Thanks error_matrix , I order a intro chemistry book and a problem solver thermo book. Hopefully I can pick up enough to do decent. I totally bombed on the chem last time. I did decent in the morning at thermo but the afternoon needed work, so hopefully these will help and I'll post any problems I may need help with. and thanks for the encouragement mary it is hard not to get discourage when you are struggling to solve problems. Statics is just hard trying to think of where to start and what to take moments around. It is either you get it or you don't.


----------



## EM_PS (Jan 7, 2009)

^ maybe consider taking your DS in p.m session? I did that last Oct (civil), and knowing I needed only enough capability in my weaker areas to get past the a.m. session made studying the FERM a little easier. Its nice after lunch knowing you're not gonna see any more thermo or electric probs (sorry Benbo &amp; company!) &amp; minimal chemistry too. I think for the DS pm section, as long as you're quite strong in 30-40% of the topics, you'll prob be safe overall. For me, i am very strong in 1st 3 topic areas of civil DS, which comprises ~38% of test content (out of 9 topic areas!). The key is to simply not give up points on topics you should be able to solve. . there will be too many probs that will challenge you in your weak areas; thus you must make your strong areas kick f'n ass!


----------



## wvgirl14 (Jan 7, 2009)

The reason I took General is my degree is in Architectural engineering. I do have a Associates in Civil. I have three years of exp in the architectural field doing site design, mech, elec, and plumbing layouts, struct. design, and etc. Now I work in Mining (3years) where I do some hydrology, but most of my work is in the Permit area. So you see I really don't have a DS. I do have the DS civil book, but it has been so long that I would have to study hard to get back up to speed in it, so it seemed to me to make better sense to take the General and have less study time. I did okay in the afternoon with 51% the morning is really what killed me, so I am trying to just pick up some pts in my weaker areas such as, chemistry, thermo, and elect, to get me enough to pass.


----------



## MikeR (Jan 20, 2009)

I suggest that you try out the free FE video lectures from TAMU at this link:

http://engineeringregistration.tamu.edu/ta...ws/FEreview.htm

The Thermo, Statics and Chem lectures are excellent. Prior to watching the videos print out the lecture notes. They also have a link at the bottom of the page for addtional intro Chem lectures.
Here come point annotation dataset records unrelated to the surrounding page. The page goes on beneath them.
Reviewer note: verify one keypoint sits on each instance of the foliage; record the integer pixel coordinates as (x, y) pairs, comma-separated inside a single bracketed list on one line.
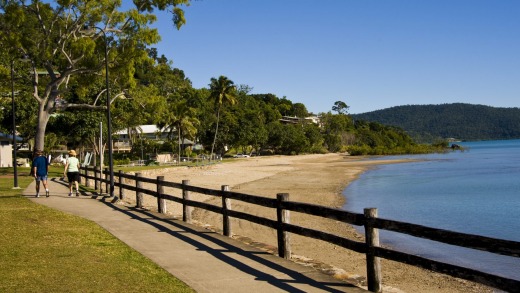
[(223, 91), (66, 60), (430, 123)]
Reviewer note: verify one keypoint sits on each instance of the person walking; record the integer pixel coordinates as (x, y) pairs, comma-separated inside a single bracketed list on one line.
[(72, 171), (40, 169)]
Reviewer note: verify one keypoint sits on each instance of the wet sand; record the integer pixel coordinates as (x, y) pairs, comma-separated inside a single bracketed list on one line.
[(316, 179)]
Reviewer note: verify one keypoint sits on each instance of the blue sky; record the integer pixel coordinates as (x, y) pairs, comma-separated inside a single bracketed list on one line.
[(369, 54)]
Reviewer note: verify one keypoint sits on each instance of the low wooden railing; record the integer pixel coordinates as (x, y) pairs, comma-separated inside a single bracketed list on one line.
[(369, 220)]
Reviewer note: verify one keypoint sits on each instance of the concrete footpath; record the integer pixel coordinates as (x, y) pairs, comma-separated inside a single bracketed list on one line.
[(205, 260)]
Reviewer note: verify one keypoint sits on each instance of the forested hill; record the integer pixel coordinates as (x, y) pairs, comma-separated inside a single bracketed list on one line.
[(428, 123)]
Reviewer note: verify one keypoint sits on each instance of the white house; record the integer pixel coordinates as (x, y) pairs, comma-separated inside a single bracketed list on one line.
[(122, 138)]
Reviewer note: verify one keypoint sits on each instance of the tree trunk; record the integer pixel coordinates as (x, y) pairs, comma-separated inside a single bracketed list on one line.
[(43, 119), (215, 137)]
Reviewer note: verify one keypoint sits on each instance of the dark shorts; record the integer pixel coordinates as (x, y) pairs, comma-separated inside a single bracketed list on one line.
[(73, 176)]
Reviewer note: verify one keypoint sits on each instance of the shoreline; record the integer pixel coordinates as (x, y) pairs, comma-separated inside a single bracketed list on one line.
[(316, 179)]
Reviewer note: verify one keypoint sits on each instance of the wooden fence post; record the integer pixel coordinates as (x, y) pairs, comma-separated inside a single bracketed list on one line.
[(97, 176), (161, 202), (374, 276), (226, 206), (121, 189), (138, 194), (186, 209), (283, 217)]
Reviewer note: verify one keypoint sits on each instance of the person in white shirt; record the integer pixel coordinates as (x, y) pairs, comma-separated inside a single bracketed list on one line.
[(72, 171)]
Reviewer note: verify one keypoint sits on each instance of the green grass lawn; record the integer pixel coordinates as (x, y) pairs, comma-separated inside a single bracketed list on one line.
[(44, 250)]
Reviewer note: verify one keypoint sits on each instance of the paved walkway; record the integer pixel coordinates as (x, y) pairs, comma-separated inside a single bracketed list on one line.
[(206, 261)]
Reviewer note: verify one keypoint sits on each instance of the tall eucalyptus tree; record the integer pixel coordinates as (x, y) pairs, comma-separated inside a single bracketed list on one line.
[(52, 35)]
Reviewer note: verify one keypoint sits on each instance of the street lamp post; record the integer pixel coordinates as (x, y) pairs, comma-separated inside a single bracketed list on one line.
[(109, 119), (15, 163)]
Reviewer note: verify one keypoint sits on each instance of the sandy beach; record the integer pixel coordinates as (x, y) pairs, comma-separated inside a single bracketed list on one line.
[(318, 179)]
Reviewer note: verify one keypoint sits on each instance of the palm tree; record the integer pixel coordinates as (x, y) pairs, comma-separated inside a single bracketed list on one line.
[(223, 91), (180, 118)]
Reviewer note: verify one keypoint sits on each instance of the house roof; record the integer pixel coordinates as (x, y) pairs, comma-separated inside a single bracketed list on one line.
[(149, 128), (9, 137)]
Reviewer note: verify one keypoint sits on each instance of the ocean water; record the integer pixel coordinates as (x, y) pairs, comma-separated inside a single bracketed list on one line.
[(475, 191)]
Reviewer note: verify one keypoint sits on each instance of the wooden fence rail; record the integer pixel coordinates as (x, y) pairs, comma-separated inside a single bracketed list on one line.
[(282, 225)]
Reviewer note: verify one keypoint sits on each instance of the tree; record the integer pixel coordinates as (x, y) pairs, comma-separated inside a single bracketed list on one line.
[(180, 117), (340, 107), (223, 91), (53, 37)]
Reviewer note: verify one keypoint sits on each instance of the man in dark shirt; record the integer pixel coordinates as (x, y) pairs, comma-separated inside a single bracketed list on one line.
[(40, 168)]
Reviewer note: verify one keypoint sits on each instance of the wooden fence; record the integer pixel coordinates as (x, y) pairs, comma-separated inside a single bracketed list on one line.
[(369, 220)]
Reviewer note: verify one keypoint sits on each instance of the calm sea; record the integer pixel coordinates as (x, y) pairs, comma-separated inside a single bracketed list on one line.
[(476, 191)]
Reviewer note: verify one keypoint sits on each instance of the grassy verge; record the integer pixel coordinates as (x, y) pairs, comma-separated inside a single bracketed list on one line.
[(44, 250)]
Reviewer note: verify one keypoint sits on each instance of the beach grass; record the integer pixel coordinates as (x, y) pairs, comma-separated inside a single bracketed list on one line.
[(44, 250)]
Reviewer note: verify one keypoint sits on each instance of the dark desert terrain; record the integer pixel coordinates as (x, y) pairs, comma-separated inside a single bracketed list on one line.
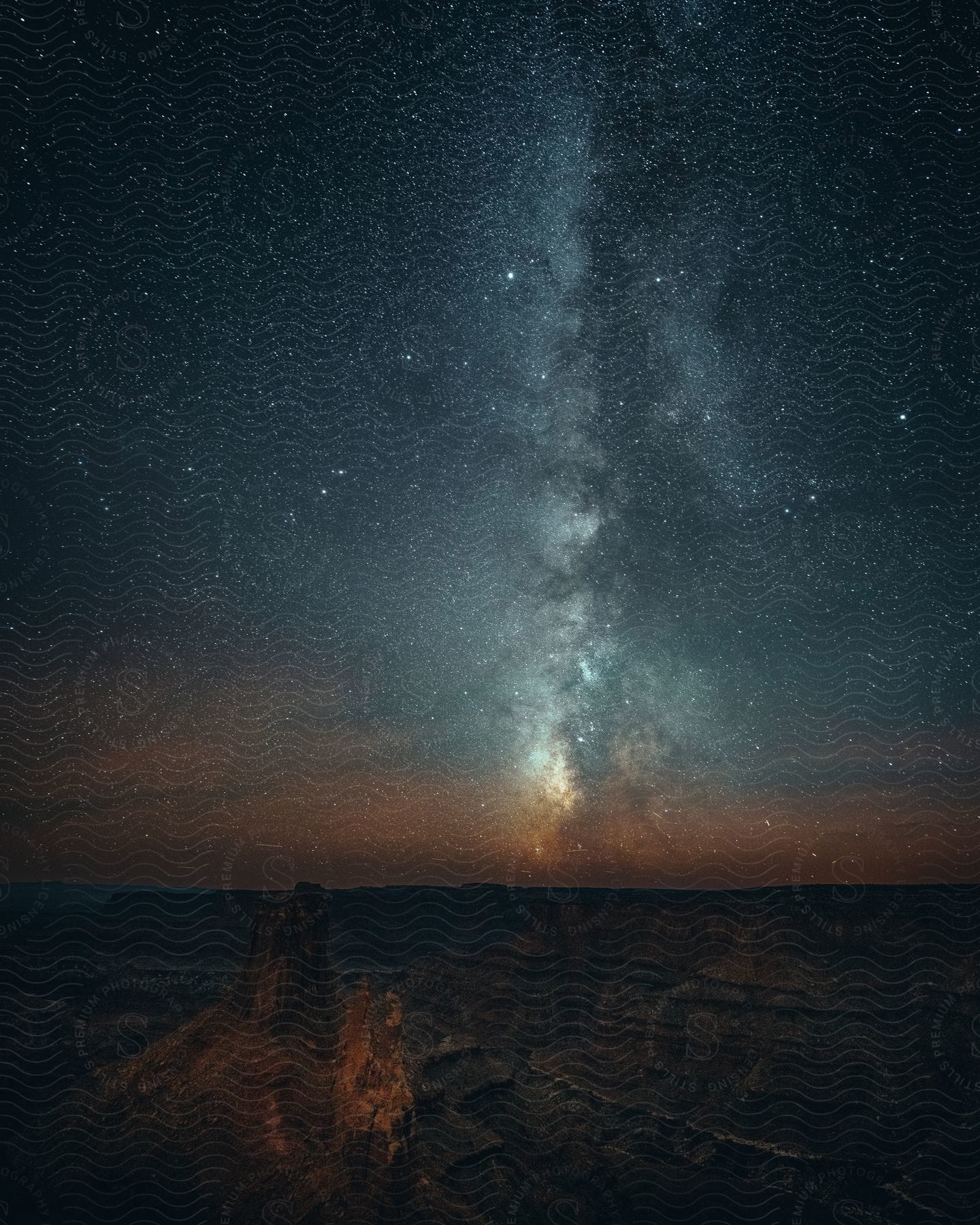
[(490, 1054)]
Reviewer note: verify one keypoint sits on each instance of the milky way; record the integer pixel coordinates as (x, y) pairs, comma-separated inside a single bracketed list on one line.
[(491, 440)]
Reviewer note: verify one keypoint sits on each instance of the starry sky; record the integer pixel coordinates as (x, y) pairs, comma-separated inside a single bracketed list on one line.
[(525, 442)]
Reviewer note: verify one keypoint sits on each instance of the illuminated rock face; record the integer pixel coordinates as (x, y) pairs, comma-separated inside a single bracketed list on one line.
[(500, 1055)]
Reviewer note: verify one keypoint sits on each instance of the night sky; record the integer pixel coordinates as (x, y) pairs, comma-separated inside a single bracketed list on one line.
[(490, 441)]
Also try this free interactive FE review from Univ. of Oklahoma

http://www.feexam.ou.edu/

But in my opinion the FERM does the best job of preparing you for the FE.

PACTICE... PRCTICE...

Good Luck,

Mike.


----------



## wvgirl14 (Jan 21, 2009)

MikeR said:


> I suggest that you try out the free FE video lectures from TAMU at this link:
> http://engineeringregistration.tamu.edu/ta...ws/FEreview.htm
> 
> The Thermo, Statics and Chem lectures are excellent. Prior to watching the videos print out the lecture notes. They also have a link at the bottom of the page for addtional intro Chem lectures.
> ...


Thanks Mike. I have been using the FERM. I went through it the first time around completely. This time I am only doing the FE style problems and diagnostic test. I try to solve it with just the manual and I am taking down the ones I missed and getting a percentage. The in March I plan to hit all the ones I missed and my weaker areas again. I will definetely check out the links you suggested, because I would like to get some points in Chem and Thermo. I didn't do badly on the mechanics the first time around, but I have trouble getting the FERM statics and mechanics sections. Anyway thanks for the help.


----------



## chaocl (Jan 21, 2009)

MikeR said:


> I suggest that you try out the free FE video lectures from TAMU at this link:
> http://engineeringregistration.tamu.edu/ta...ws/FEreview.htm
> 
> The Thermo, Statics and Chem lectures are excellent. Prior to watching the videos print out the lecture notes. They also have a link at the bottom of the page for addtional intro Chem lectures.
> ...


I also used the free on-line courses from TAMU. It is helpful and help me fass my FE exam. It has morning sections and each single topic only waste you about 2 to 3 hours. I print out all on-line notes during weekdays and I usually study on Sunday or Saturday morning (7 to 11 or sometimes is even less) while my wife is still sleeping. I have my notes, reference book, calculator, pensil and eraser in front of computer. (By the way I download all topics before I studying them). I still have my time for shopping or playing with my family during day times.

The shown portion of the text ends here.